Bacillus anthracis is the agent of anthrax—a common disease of livestock and, occasionally, of humans—and the only obligate pathogen within the genus Bacillus. This disease can be classified as a zoonosis, causing infected animals to transmit the disease to humans.
Four forms of human anthrax disease are recognized based on their portal of entry:
Cutaneous, the most common form (95%), causes a localized, inflammatory, black, necrotic lesion (eschar). Most often the sore will appear on the face, neck, arms, or hands. Development can occur within 1-7 days after exposure.
Inhalation, a rare but highly fatal form, is characterized by flu like symptoms, chest discomfort, diaphoresis, and body aches. Development occurs usually a week after exposure, but can take up to two months.

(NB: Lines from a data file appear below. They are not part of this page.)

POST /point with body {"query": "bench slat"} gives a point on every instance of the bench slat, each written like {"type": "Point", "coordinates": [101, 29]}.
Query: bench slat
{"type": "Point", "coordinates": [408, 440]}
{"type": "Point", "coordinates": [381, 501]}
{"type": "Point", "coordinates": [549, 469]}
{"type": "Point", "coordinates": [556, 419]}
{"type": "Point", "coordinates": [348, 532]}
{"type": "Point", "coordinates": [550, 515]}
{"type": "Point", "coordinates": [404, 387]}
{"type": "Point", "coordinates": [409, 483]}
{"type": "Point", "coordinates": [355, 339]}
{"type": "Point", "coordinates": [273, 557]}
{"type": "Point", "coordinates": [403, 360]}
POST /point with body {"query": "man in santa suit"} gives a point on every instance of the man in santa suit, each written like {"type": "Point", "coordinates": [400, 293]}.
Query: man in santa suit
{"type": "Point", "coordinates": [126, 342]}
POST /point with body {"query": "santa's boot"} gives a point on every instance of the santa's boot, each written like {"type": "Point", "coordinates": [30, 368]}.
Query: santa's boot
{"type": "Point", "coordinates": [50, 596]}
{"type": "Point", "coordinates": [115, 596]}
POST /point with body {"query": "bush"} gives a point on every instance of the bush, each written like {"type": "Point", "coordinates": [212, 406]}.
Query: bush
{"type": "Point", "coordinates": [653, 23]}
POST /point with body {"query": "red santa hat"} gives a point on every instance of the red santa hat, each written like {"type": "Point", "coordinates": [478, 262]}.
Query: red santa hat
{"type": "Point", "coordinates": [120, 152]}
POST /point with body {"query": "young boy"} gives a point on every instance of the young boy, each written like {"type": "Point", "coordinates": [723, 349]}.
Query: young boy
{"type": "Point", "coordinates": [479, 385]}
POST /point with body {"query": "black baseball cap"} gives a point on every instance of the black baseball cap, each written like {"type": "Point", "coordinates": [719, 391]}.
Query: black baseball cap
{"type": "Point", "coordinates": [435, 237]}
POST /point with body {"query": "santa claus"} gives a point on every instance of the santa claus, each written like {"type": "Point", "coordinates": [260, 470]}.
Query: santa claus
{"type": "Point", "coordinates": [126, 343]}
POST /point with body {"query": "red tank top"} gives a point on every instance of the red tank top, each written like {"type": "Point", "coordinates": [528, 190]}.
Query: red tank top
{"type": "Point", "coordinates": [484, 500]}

Gastrointestinal, a rare but also fatal (causes death to 25%) type, results from ingestion of spores. Symptoms include: fever and chills, swelling of neck, painful swallowing, hoarseness, nausea and vomiting (especially bloody vomiting), diarrhea, flushing and red eyes, and swelling of abdomen. Symptoms can develop within 1-7 days
Injection, symptoms are similar to those of cutaneous anthrax, but injection anthrax can spread throughout the body faster and can be harder to recognize and treat compared to cutaneous anthrax.. Symptoms include, fever, chills, a group of small bumps or blisters that may itch, appearing where the drug was injected. A painless sore with a black center that appears after the blisters or bumps. Swelling around the sore. Abscesses deep under the skin or in the muscle where the drug was injected.